Tamimi, who may be dismissed by the Baghdad Provincial Council, inaugurated Dec. 17 what he described as “the biggest modern security surveillance camera project in the capital.” Tamimi said in a statement, “The high-end modern security surveillance camera system is the largest security surveillance project in the province of Baghdad. It will help provide security services with important and accurate information in order for them to perform their duty in the face of terrorist groups and criminal gangs that are committing kidnappings, murders, thefts and robberies.”
Tamimi will be questioned about this project in addition to his previous project, Baghdad Falcon. This reflects the large amount of security decisions and lack of coordination between security and administrative authorities in the absence of security ministers. The interior minister resigned in July and the defense minister was dismissed in August.
Despite the new security measures, explosions resumed in early December in different neighborhoods of the capital. On Dec. 20, Prime Minister Haider al-Abadi warned that there is information that the Karrada district will be targeted again. He said in a press conference, “We warn the enemy against trying to carry out bombings similar to those targeting Karrada district after the liberation of Fallujah.” He called for vigilance and caution and stressed the need for “a collective solidarity in the face of any security breach, and for not portraying it as a general collapse.”
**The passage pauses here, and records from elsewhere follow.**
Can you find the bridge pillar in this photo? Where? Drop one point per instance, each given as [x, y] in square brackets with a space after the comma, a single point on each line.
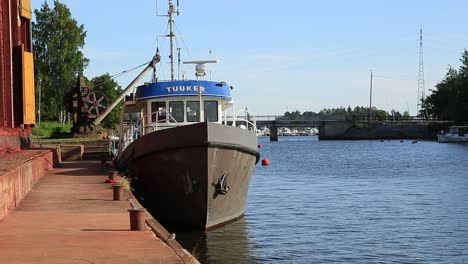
[273, 133]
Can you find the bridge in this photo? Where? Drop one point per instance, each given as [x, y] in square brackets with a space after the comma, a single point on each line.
[273, 122]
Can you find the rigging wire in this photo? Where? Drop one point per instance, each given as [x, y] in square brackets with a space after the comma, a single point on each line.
[183, 41]
[112, 77]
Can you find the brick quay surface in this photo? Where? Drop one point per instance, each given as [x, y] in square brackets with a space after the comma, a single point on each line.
[70, 217]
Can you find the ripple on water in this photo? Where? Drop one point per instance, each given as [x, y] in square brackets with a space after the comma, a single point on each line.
[351, 202]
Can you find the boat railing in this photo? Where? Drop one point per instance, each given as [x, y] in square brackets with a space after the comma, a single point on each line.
[158, 122]
[133, 130]
[244, 116]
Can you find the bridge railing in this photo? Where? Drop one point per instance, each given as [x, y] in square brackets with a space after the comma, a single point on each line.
[320, 118]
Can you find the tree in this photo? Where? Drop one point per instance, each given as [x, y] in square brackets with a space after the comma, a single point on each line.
[106, 85]
[449, 101]
[58, 41]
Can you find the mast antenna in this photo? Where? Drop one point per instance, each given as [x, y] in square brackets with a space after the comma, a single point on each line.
[171, 35]
[421, 88]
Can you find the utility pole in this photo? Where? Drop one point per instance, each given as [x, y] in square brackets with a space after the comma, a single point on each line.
[370, 99]
[421, 88]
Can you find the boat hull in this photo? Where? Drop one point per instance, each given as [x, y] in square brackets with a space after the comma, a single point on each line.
[192, 177]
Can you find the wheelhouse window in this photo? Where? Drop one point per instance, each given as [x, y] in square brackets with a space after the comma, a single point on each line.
[176, 109]
[211, 111]
[193, 111]
[158, 108]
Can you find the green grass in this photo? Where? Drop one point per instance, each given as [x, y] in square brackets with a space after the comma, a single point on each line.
[49, 129]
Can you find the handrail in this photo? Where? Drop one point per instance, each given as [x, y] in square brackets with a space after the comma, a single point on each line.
[157, 119]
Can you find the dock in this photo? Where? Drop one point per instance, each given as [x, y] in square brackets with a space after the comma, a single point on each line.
[70, 216]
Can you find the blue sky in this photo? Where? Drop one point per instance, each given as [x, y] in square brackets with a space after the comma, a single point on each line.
[286, 55]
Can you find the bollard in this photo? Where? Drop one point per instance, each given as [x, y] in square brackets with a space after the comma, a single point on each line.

Fears of removing checkpoints and barriers were coupled with calls for maintaining surveillance checkpoints (security checkpoints that do not search vehicles, but monitor them only), according to Majed al-Gharawi, a member of the parliamentary Defense and Security Committee. Gharawi told Al-Monitor, “Removing checkpoints and cement barriers and opening the streets is an essential public demand. But we call for maintaining the surveillance checkpoints to help the intelligence efforts.” He added, “The checkpoints are burdening citizens and do not offer real benefits. They only cause traffic and create complaints and anger among citizens.”
Security control in Baghdad is almost impossible amid the current political conflict, the multiple security institutions that lack necessary equipment, the availability of weapons to all citizens and their use in tribal and political conflicts, not to mention the easy targeting of innocent people.
Baghdad and some nearby provinces will likely see repeated explosions in the coming stage in response to the losses that the Islamic State (IS) is bearing in the ongoing battle to recapture Mosul. Security expert Hashem al-Hashimi told Al-Monitor, “IS hotbeds in Baghdad and south Iraq will carry out dirty operations that will shake up society to retaliate for their big losses in Mosul.”
Finally, IS sleeper cells in Baghdad will remain a serious threat to the capital's security. As they are well-prepared and well-organized, confronting them is a tough task for the security forces in charge of protecting the city.